Don Rodrigo, paradigma de caballero cristiano, fue bravo como nadie en el campo de batalla. Por esa razón, cuando la Muerte acude a buscarlo en su casa de Ocaña, el noble muestra de nuevo su condición de héroe militar y de héroe cristiano. Leamos el pasaje en que la Negra Dama va al encuentro de don Rodrigo:

Después que puso la vida
tantas vezes por su ley
al tablero,
después de tan bien servida
la corona de su rey
verdadero;
después de tanta hazaña
a que no puede bastar
cuenta cierta,
en la su villa de Ocaña,
vino la muerte a llamar
a su puerta,
XXXIV
diziendo: “Buen cavallero,
dexad el mundo engañoso
y su halago;
vuestro coraçón de azero
muestre su esfuerço famoso
en este trago.
Y pues de vida y salud
hezistes tan poco cuenta
por la fama, esfuércese la virtud
para sofrir esta afruenta
que os llama.

Don Rodrigo no se arredra a la vista de la Muerte, ni se aferra desesperadamente a los bienes terrenales que ha ganado con enorme esfuerzo.

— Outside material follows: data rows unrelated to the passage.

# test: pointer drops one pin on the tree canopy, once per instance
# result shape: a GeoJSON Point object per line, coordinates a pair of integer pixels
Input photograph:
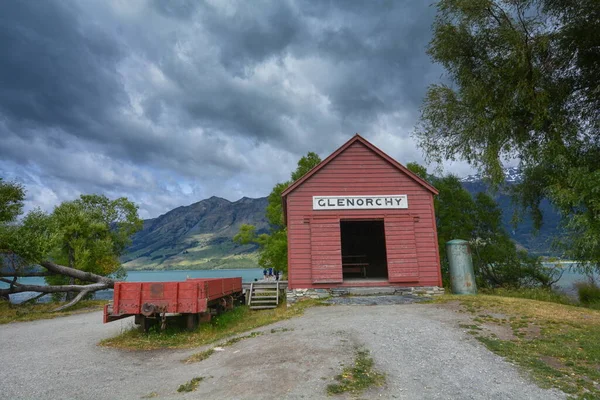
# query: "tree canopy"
{"type": "Point", "coordinates": [522, 83]}
{"type": "Point", "coordinates": [273, 245]}
{"type": "Point", "coordinates": [79, 242]}
{"type": "Point", "coordinates": [496, 259]}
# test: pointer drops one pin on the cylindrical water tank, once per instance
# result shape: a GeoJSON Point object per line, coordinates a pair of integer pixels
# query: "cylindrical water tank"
{"type": "Point", "coordinates": [462, 277]}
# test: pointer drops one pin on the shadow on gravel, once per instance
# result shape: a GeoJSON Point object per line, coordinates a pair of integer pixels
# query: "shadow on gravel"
{"type": "Point", "coordinates": [375, 300]}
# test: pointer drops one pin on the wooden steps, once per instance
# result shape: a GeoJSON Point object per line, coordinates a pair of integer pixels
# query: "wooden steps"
{"type": "Point", "coordinates": [263, 295]}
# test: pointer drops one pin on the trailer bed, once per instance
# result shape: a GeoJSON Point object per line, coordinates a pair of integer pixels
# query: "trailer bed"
{"type": "Point", "coordinates": [194, 296]}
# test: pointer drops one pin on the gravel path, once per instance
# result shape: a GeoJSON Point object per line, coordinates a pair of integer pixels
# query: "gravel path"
{"type": "Point", "coordinates": [419, 346]}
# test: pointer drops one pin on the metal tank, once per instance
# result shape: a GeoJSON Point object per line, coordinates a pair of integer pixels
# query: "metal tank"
{"type": "Point", "coordinates": [462, 277]}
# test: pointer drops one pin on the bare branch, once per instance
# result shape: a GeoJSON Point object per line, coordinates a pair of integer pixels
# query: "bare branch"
{"type": "Point", "coordinates": [72, 302]}
{"type": "Point", "coordinates": [24, 274]}
{"type": "Point", "coordinates": [77, 274]}
{"type": "Point", "coordinates": [33, 299]}
{"type": "Point", "coordinates": [18, 288]}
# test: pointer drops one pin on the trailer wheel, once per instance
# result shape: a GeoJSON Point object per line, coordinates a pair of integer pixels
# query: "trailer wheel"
{"type": "Point", "coordinates": [146, 323]}
{"type": "Point", "coordinates": [191, 322]}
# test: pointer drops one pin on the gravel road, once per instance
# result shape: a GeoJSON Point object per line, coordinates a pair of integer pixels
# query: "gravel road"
{"type": "Point", "coordinates": [420, 347]}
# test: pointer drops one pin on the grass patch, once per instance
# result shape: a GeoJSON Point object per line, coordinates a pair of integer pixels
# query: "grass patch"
{"type": "Point", "coordinates": [31, 312]}
{"type": "Point", "coordinates": [358, 378]}
{"type": "Point", "coordinates": [563, 353]}
{"type": "Point", "coordinates": [239, 320]}
{"type": "Point", "coordinates": [191, 385]}
{"type": "Point", "coordinates": [203, 355]}
{"type": "Point", "coordinates": [532, 294]}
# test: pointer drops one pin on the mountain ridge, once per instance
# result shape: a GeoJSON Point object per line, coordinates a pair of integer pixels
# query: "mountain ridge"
{"type": "Point", "coordinates": [200, 235]}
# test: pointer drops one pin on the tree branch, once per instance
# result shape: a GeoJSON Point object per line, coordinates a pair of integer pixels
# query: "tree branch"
{"type": "Point", "coordinates": [77, 274]}
{"type": "Point", "coordinates": [18, 288]}
{"type": "Point", "coordinates": [24, 274]}
{"type": "Point", "coordinates": [72, 302]}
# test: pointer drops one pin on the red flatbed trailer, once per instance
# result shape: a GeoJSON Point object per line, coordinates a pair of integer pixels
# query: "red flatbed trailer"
{"type": "Point", "coordinates": [196, 299]}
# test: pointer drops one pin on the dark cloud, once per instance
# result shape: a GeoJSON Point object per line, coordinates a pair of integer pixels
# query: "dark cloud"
{"type": "Point", "coordinates": [169, 102]}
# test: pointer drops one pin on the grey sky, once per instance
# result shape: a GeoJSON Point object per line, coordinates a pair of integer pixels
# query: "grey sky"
{"type": "Point", "coordinates": [169, 103]}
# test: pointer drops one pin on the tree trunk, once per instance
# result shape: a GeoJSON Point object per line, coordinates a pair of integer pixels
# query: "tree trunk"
{"type": "Point", "coordinates": [71, 295]}
{"type": "Point", "coordinates": [101, 283]}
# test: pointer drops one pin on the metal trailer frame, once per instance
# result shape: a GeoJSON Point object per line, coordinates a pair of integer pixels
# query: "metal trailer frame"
{"type": "Point", "coordinates": [195, 299]}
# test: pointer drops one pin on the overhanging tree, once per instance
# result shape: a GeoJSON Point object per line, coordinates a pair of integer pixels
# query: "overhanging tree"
{"type": "Point", "coordinates": [87, 235]}
{"type": "Point", "coordinates": [496, 259]}
{"type": "Point", "coordinates": [272, 252]}
{"type": "Point", "coordinates": [523, 82]}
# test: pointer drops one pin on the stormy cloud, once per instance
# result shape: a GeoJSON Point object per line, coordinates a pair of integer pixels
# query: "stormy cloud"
{"type": "Point", "coordinates": [168, 103]}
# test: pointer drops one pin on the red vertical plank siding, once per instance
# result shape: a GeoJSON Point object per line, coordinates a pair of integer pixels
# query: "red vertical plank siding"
{"type": "Point", "coordinates": [326, 250]}
{"type": "Point", "coordinates": [401, 247]}
{"type": "Point", "coordinates": [358, 170]}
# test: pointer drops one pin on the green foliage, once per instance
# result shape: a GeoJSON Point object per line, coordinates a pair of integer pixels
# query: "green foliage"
{"type": "Point", "coordinates": [11, 201]}
{"type": "Point", "coordinates": [191, 385]}
{"type": "Point", "coordinates": [91, 233]}
{"type": "Point", "coordinates": [538, 293]}
{"type": "Point", "coordinates": [356, 379]}
{"type": "Point", "coordinates": [589, 293]}
{"type": "Point", "coordinates": [524, 78]}
{"type": "Point", "coordinates": [273, 246]}
{"type": "Point", "coordinates": [496, 259]}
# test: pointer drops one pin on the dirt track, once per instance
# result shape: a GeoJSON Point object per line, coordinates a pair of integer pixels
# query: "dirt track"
{"type": "Point", "coordinates": [419, 346]}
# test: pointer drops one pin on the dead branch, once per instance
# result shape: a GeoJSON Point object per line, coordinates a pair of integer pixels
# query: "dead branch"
{"type": "Point", "coordinates": [33, 299]}
{"type": "Point", "coordinates": [19, 288]}
{"type": "Point", "coordinates": [24, 274]}
{"type": "Point", "coordinates": [101, 283]}
{"type": "Point", "coordinates": [77, 274]}
{"type": "Point", "coordinates": [76, 300]}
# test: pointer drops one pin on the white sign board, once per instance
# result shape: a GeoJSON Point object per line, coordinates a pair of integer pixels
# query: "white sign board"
{"type": "Point", "coordinates": [359, 202]}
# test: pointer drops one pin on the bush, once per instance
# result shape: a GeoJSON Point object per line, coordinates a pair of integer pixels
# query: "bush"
{"type": "Point", "coordinates": [589, 293]}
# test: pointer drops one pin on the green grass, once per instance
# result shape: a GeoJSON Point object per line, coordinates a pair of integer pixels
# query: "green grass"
{"type": "Point", "coordinates": [191, 385]}
{"type": "Point", "coordinates": [558, 344]}
{"type": "Point", "coordinates": [203, 355]}
{"type": "Point", "coordinates": [357, 378]}
{"type": "Point", "coordinates": [31, 312]}
{"type": "Point", "coordinates": [239, 320]}
{"type": "Point", "coordinates": [532, 294]}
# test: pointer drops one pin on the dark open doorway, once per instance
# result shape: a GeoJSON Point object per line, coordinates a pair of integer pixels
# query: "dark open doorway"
{"type": "Point", "coordinates": [363, 249]}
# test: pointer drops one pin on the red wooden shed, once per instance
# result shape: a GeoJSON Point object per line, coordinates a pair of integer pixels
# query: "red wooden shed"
{"type": "Point", "coordinates": [360, 218]}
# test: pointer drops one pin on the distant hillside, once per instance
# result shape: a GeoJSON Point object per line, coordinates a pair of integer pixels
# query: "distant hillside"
{"type": "Point", "coordinates": [198, 236]}
{"type": "Point", "coordinates": [537, 243]}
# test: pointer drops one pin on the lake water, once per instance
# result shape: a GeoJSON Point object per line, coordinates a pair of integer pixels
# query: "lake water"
{"type": "Point", "coordinates": [247, 275]}
{"type": "Point", "coordinates": [566, 283]}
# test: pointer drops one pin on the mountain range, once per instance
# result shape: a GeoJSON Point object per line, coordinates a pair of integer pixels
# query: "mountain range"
{"type": "Point", "coordinates": [200, 236]}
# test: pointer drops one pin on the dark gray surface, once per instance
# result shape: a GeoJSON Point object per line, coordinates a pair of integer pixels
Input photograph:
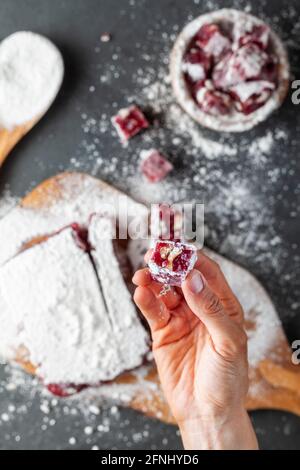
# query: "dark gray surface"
{"type": "Point", "coordinates": [75, 26]}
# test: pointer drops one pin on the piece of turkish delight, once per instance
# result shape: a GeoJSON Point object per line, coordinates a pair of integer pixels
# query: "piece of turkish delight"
{"type": "Point", "coordinates": [129, 122]}
{"type": "Point", "coordinates": [213, 102]}
{"type": "Point", "coordinates": [171, 261]}
{"type": "Point", "coordinates": [250, 96]}
{"type": "Point", "coordinates": [247, 32]}
{"type": "Point", "coordinates": [196, 64]}
{"type": "Point", "coordinates": [212, 41]}
{"type": "Point", "coordinates": [154, 166]}
{"type": "Point", "coordinates": [244, 64]}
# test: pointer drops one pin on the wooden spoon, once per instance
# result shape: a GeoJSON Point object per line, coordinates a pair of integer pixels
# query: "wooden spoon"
{"type": "Point", "coordinates": [9, 139]}
{"type": "Point", "coordinates": [27, 44]}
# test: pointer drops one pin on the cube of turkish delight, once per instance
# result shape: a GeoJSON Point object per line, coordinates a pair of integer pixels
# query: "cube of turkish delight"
{"type": "Point", "coordinates": [129, 122]}
{"type": "Point", "coordinates": [171, 261]}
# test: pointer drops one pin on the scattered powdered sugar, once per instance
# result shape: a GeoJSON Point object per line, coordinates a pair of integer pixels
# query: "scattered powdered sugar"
{"type": "Point", "coordinates": [242, 223]}
{"type": "Point", "coordinates": [7, 202]}
{"type": "Point", "coordinates": [85, 337]}
{"type": "Point", "coordinates": [31, 72]}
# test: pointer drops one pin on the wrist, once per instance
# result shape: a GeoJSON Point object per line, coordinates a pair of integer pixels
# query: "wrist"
{"type": "Point", "coordinates": [219, 431]}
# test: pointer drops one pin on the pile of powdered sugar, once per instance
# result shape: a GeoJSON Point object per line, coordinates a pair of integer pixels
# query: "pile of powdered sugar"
{"type": "Point", "coordinates": [31, 72]}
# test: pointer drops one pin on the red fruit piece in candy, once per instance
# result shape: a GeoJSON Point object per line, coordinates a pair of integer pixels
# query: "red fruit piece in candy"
{"type": "Point", "coordinates": [128, 122]}
{"type": "Point", "coordinates": [213, 102]}
{"type": "Point", "coordinates": [244, 64]}
{"type": "Point", "coordinates": [248, 32]}
{"type": "Point", "coordinates": [65, 390]}
{"type": "Point", "coordinates": [270, 70]}
{"type": "Point", "coordinates": [250, 96]}
{"type": "Point", "coordinates": [171, 261]}
{"type": "Point", "coordinates": [154, 166]}
{"type": "Point", "coordinates": [196, 64]}
{"type": "Point", "coordinates": [212, 40]}
{"type": "Point", "coordinates": [169, 223]}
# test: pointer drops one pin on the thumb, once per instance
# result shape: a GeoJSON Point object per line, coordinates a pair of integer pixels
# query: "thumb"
{"type": "Point", "coordinates": [227, 336]}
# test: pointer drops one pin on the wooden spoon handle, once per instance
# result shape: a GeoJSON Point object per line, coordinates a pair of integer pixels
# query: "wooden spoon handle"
{"type": "Point", "coordinates": [9, 138]}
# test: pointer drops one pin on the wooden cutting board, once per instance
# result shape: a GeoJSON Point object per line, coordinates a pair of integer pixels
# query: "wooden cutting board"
{"type": "Point", "coordinates": [274, 381]}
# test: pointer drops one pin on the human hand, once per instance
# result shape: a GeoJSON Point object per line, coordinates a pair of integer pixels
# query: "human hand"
{"type": "Point", "coordinates": [200, 348]}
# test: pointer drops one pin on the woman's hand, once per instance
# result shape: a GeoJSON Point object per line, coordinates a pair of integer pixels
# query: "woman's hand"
{"type": "Point", "coordinates": [200, 348]}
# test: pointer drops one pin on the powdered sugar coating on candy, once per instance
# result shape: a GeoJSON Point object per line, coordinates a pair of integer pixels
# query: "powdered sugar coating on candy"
{"type": "Point", "coordinates": [171, 261]}
{"type": "Point", "coordinates": [154, 166]}
{"type": "Point", "coordinates": [129, 122]}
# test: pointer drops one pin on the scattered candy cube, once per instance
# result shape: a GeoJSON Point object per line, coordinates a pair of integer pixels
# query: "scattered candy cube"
{"type": "Point", "coordinates": [244, 64]}
{"type": "Point", "coordinates": [250, 96]}
{"type": "Point", "coordinates": [171, 261]}
{"type": "Point", "coordinates": [129, 122]}
{"type": "Point", "coordinates": [211, 40]}
{"type": "Point", "coordinates": [154, 166]}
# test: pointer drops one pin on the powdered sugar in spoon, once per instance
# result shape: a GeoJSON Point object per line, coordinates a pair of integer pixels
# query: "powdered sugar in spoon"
{"type": "Point", "coordinates": [31, 73]}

No se parece, por tanto, a los personajes —en realidad, meros tipos o figuras— de las Danzas de la Muerte, hedonistas y cobardes. Ello es más meritorio si cabe porque el mundo no es sólo el valle de lágrimas a que se alude en el himno Salve, Regina; menos aún es la cloaca inmunda de la que habla con detalle el De contemptu mundi del papa Inocencio III, que, a finales del siglo XV, seguía siendo uno de los libros más leídos por toda Europa. Las Coplas manriqueñas lo expresan con claridad:
Este mundo bueno fue
si bien usáramos de él
como devemos,
porque, según nuestra fe,
es para ganar aquel que atendemos.

Al hablarnos de la muerte ejemplar de un noble cristiano, las Coplas a la muerte de su padre, sin entrar propiamente en su espacio, se acercan a las artes de bien morir, unos libros de faltriquera o bolsillo que gozaron de gran popularidad desde la primera imprenta hasta las medianías del siglo XVI. El interés de estos libritos, a los que la crítica viene prestando especial atención en los últimos tiempos, radica en que ofrecen un retrato preciso y precioso de la peculiar espiritualidad europea entre el fin del Medievo y el advenimiento de la Era Moderna. La idea de que existe una Buena Muerte cristiana ha arraigado definitivamente (En la imagen, vemos una xilografía o grabado en madera de un ars bene moriendi holandés impreso hacia 1460.)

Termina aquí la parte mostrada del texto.